User:Daniel Gregoire/CSV by Hand
I had a large CSV to load into J.
I reached for tables/csv
and its readcsv
verb. This worked, but it took a long time to run. I assume it's all the boxing.
So I wrote these sentences to do things "by hand". I generated the source CSVs on a different system, so I had confidence they were both simple and uniform in structure (almost entirely numbers, no quotes, only comma field separators and newline row separators).
J Code
NB. === Verbs
timeIt=.(6!:2) NB. Run J code and return elapsed time
parseHeader=.<;._1@:(','&,)@:(#~ ' '&~:) NB. Cut header row into boxes
parseHeader=.','&splitstring@:(#~ ' '&~:) NB. Equivalent, using a base verb
simpleCsv=.{.@:(".;._1)&(','&,) NB. Cut data row and evaluate
NB. === Nouns
f=.'/tmp/big.csv'
raw=.'m'freads f NB. 'm' avoids boxing of contents
]parsedTime=.timeIt'd=. simpleCsv }.raw' NB. Skip header row, parse CSV; capture elapsed time
$d NB. check shape of data table
]headers=. parseHeader {.raw NB. grab header row _from the raw_
The definition of parseHeader
deserves a little attention.
The left argument of 'm'
to freads
reads the file into a matrix, which is square. This results in fill values being added to rows that aren't long enough.
The parseHeader
verb expects a character vector, so the hook (#~ ' '&~:)
safely removes the trailing space characters that were used as fill.
Note to myself and to other junior J programmers: hook and #
go really well together.

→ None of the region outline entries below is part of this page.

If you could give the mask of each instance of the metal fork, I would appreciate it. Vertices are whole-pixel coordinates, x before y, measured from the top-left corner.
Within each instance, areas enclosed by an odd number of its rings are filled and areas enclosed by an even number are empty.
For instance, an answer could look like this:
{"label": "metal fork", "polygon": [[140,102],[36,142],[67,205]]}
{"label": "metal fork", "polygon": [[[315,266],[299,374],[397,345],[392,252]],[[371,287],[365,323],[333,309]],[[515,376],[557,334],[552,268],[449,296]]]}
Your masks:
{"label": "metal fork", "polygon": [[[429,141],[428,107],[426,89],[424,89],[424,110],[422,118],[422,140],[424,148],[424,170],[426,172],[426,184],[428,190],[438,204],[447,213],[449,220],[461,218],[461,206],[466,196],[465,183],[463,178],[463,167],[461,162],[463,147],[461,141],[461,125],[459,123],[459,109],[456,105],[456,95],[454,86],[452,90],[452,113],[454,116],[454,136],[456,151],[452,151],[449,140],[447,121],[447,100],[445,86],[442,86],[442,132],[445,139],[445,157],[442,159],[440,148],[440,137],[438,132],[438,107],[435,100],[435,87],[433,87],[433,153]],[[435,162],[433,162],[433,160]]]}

I find this pattern recurring frequently.
Moving on.
After I have my parsed CSV, I then create simple accessor functions for columns I want to analyze, because we can then write short, elegant verbs:
]started=. (headers i. <'started')&{"1 NB. fn: get started column
]completed=. (headers i. <'completed')&{"1 NB. fn: get completed column
cycleTime=. completed-started NB. fn: calculate cycle time
Stick a fork in it! (Sorry, I am a dad.)